Not only was Brian Dawkins an All-Pro free safety for the Eagles, but little did he know he was a recruiter for them, as well.
While at Boise State, Quintin Mikell watched Philadelphia’s games on television and became a fan of Dawkins. Because of that, and the lack of depth at both safety positions, he felt that the Eagles offered the best opportunity to make a team as a free agent when he wasn’t chosen in the 2003 NFL Draft.
“I didn’t come with the mindset of, all right, I’m going to beat out these guys,” Mikell says. “I came with the mindset of, at the very least, learn as much as I could from them. Learn as much as I could about the system by watching them, and then just see what happens after that.”
Mikell earned a spot on the roster and was a standout contributor on special teams as well as a key backup at safety early in his career.

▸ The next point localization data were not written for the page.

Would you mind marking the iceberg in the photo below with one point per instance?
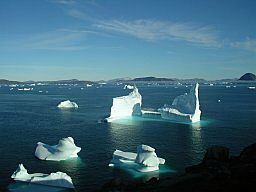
(65, 149)
(67, 104)
(184, 108)
(145, 160)
(58, 179)
(126, 106)
(128, 87)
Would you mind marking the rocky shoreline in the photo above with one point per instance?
(217, 172)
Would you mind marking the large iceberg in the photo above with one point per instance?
(126, 106)
(184, 108)
(145, 160)
(65, 149)
(58, 179)
(67, 104)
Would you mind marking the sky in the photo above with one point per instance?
(107, 39)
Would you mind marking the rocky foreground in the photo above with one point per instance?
(217, 172)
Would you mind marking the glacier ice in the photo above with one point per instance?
(67, 104)
(128, 87)
(126, 106)
(184, 108)
(58, 179)
(145, 160)
(65, 149)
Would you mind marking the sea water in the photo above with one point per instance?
(27, 117)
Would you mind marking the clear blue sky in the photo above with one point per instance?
(94, 40)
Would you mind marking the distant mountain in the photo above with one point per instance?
(248, 77)
(7, 82)
(151, 79)
(119, 79)
(69, 81)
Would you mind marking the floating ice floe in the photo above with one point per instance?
(25, 89)
(58, 179)
(128, 87)
(67, 104)
(88, 85)
(126, 106)
(65, 149)
(184, 108)
(145, 160)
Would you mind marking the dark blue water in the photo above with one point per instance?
(29, 117)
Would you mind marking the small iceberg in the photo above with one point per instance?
(128, 87)
(145, 160)
(126, 106)
(184, 108)
(65, 149)
(58, 179)
(67, 104)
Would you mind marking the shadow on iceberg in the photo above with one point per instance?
(126, 106)
(28, 187)
(184, 108)
(145, 161)
(58, 179)
(65, 149)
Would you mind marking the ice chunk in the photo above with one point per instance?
(126, 106)
(128, 87)
(65, 149)
(58, 179)
(67, 104)
(184, 108)
(88, 85)
(145, 160)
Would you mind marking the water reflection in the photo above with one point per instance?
(28, 187)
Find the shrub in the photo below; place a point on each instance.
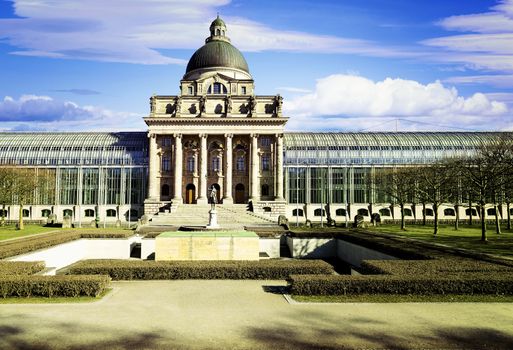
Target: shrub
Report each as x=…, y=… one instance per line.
x=154, y=270
x=470, y=283
x=21, y=267
x=430, y=267
x=52, y=286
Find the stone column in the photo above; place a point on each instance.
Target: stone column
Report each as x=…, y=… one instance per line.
x=203, y=198
x=153, y=188
x=228, y=199
x=178, y=169
x=255, y=165
x=279, y=167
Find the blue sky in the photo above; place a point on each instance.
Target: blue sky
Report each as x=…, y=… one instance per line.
x=350, y=65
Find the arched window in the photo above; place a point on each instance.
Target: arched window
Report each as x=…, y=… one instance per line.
x=165, y=190
x=363, y=212
x=191, y=164
x=319, y=212
x=384, y=212
x=166, y=163
x=241, y=164
x=449, y=212
x=216, y=163
x=340, y=212
x=297, y=212
x=266, y=162
x=217, y=89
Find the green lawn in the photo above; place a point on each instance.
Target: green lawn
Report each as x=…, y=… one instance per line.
x=10, y=231
x=467, y=237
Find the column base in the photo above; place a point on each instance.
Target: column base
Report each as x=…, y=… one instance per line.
x=202, y=201
x=228, y=200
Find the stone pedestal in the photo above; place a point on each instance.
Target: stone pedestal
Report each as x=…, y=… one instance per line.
x=207, y=245
x=212, y=219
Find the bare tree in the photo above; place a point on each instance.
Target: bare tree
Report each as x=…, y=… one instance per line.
x=396, y=183
x=433, y=185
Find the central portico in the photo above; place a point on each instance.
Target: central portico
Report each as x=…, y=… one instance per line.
x=215, y=133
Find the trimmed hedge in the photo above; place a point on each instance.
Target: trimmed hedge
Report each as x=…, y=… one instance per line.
x=17, y=268
x=36, y=242
x=172, y=270
x=430, y=267
x=52, y=286
x=471, y=283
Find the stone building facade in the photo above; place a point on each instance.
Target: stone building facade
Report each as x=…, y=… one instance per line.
x=215, y=134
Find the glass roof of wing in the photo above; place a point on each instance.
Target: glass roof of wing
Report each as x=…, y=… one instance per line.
x=121, y=148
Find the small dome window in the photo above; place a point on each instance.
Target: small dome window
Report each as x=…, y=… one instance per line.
x=217, y=89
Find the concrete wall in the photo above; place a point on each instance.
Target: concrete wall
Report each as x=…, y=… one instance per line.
x=68, y=253
x=271, y=246
x=355, y=254
x=312, y=248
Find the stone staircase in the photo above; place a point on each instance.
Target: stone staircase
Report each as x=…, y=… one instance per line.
x=228, y=216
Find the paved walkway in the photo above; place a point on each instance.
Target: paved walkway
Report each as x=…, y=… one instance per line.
x=241, y=315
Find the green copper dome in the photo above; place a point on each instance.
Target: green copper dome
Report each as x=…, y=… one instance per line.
x=217, y=53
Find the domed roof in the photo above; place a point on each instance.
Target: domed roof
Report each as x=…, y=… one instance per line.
x=217, y=53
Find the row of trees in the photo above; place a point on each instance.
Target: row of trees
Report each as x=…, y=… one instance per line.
x=21, y=186
x=485, y=177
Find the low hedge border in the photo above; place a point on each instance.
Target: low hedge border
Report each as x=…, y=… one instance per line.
x=469, y=283
x=173, y=270
x=36, y=242
x=430, y=267
x=52, y=286
x=17, y=268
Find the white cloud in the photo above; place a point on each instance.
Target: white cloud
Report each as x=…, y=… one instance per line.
x=339, y=97
x=486, y=41
x=135, y=31
x=32, y=112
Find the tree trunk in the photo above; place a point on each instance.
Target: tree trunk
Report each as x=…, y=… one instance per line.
x=403, y=222
x=435, y=213
x=483, y=223
x=470, y=211
x=2, y=223
x=508, y=215
x=457, y=222
x=497, y=220
x=21, y=226
x=423, y=214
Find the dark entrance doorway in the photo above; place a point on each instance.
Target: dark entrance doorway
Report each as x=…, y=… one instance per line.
x=218, y=192
x=190, y=194
x=239, y=194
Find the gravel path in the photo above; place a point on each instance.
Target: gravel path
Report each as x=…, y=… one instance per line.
x=241, y=315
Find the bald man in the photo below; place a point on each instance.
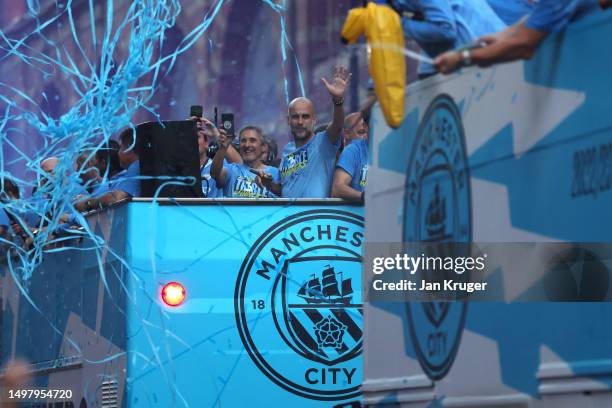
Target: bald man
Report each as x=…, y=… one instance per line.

He was on the field in short-yardage and goal-line situations.
“Everyone’s a little bit different,” Mikell says. “There are some guys that come in who are ready to play right away and there are some guys that it takes a year or two. I feel like I had the ability, but the other aspects of the game, I didn’t have yet. What I struggled at was playing deep middle, playing deep halves, because I didn’t do a whole lot of that in college. So, it took me a while to really get ready.”
After leading the Eagles’ special teams in tackles for two consecutive seasons and helping them reach Super Bowl XXXIX, Mikell started five games in 2007 at free safety in place of Dawkins and six games at strong safety for Sean Considine due to injuries. Mikell led all Eagles defensive backs that season with 98 tackles.
Becoming the starting strong safety the following year, Mikell led the Eagles with a career-high 169 tackles to go along with three interceptions, nine passes defensed, two sacks, and four forced fumbles. The Associated Press named him a second-team All-Pro.
During his eight seasons with Philadelphia from 2003-10, Mikell led the team in tackles three seasons and was selected to play in the Pro Bowl following the 2009 campaign. He concluded his career after three more seasons with the then-St. Louis Rams and Carolina Panthers.
“I felt like I was a guy that took every opportunity that was given and I made something of it,” says Mikell. “I was a guy that didn’t get a lot of pub and lack of a better word, respect, not getting drafted and all that stuff. I did it the hard way and ended up making the team, becoming a starter, being a special teams MVP, which I’m very proud of, making it to the Pro Bowl, and making it to the Super Bowl.
“I felt like coming from the bottom, I was able to do a lot of things that many people wished that they could do in the NFL. I’ve been truly blessed. That’s something I’m very proud of. I think I made the right decision signing with the Eagles.”
Mikell will be the Honorary Alumni Captain presented by Santander when Philadelphia hosts the New York Giants this afternoon.
“It’s a huge honor to be asked to be the honorary captain,” Mikell says. “Being myself and the kind of low-key person I am, and the way I came up through the ranks and stuff, I wasn’t expecting it. I truly appreciate it and I feel appreciated for my time here.”
Is being asked even more special because it’s a game against a division rival?
“Oh, absolutely. That was the first thing that popped up into my mind, the Giants,” Mikell said with a laugh. “I couldn’t have asked for a better team to be honorary captain against. It’s well-documented that I can’t stand the Giants. They’re my most-hated team. Even more so than Dallas. So, I’m glad that it’s against this team.”
Now living in South Jersey, Mikell and his wife, Cherie, have two sons: Trey (Quintin III), 11, and Champ (DeAndre), 9; and two daughters: Mila, 7, and Niyah, 2. Mikell was back on the sidelines this year coaching Champ’s team, the Pioneers, in the Clearview Youth Football League.
“It’s been a fun experience just being around the kids and being around the game. My season wasn’t perfect. We didn’t win a game, but I made sure I made it fun for the kids,” Mikell says. “We had a good time and hopefully they’ll keep coming back. That’s really what it’s about at that age, teaching the game and make sure they keep coming back.”
Mikell is also helping his wife out at her cryotherapy spa called Orange Cryo Wellness in Voorhees, New Jersey.
Cryotherapy is defined as the use of extremely low temperatures to treat symptoms such as tissue damage, decrease inflammation, increase cell rejuvenation, improve skin tone, and reduce signs of aging.
“She’s doing really well. She’s enjoying business and being a part of that world,” Mikell says. “It’s really cool. A lot of athletes are starting to do it. You stand in (a chamber) for about three minutes and it gets really, really cold. It takes all the inflammation out of your body. It takes the place of sitting in an ice bath for 20 minutes and it has much better results.”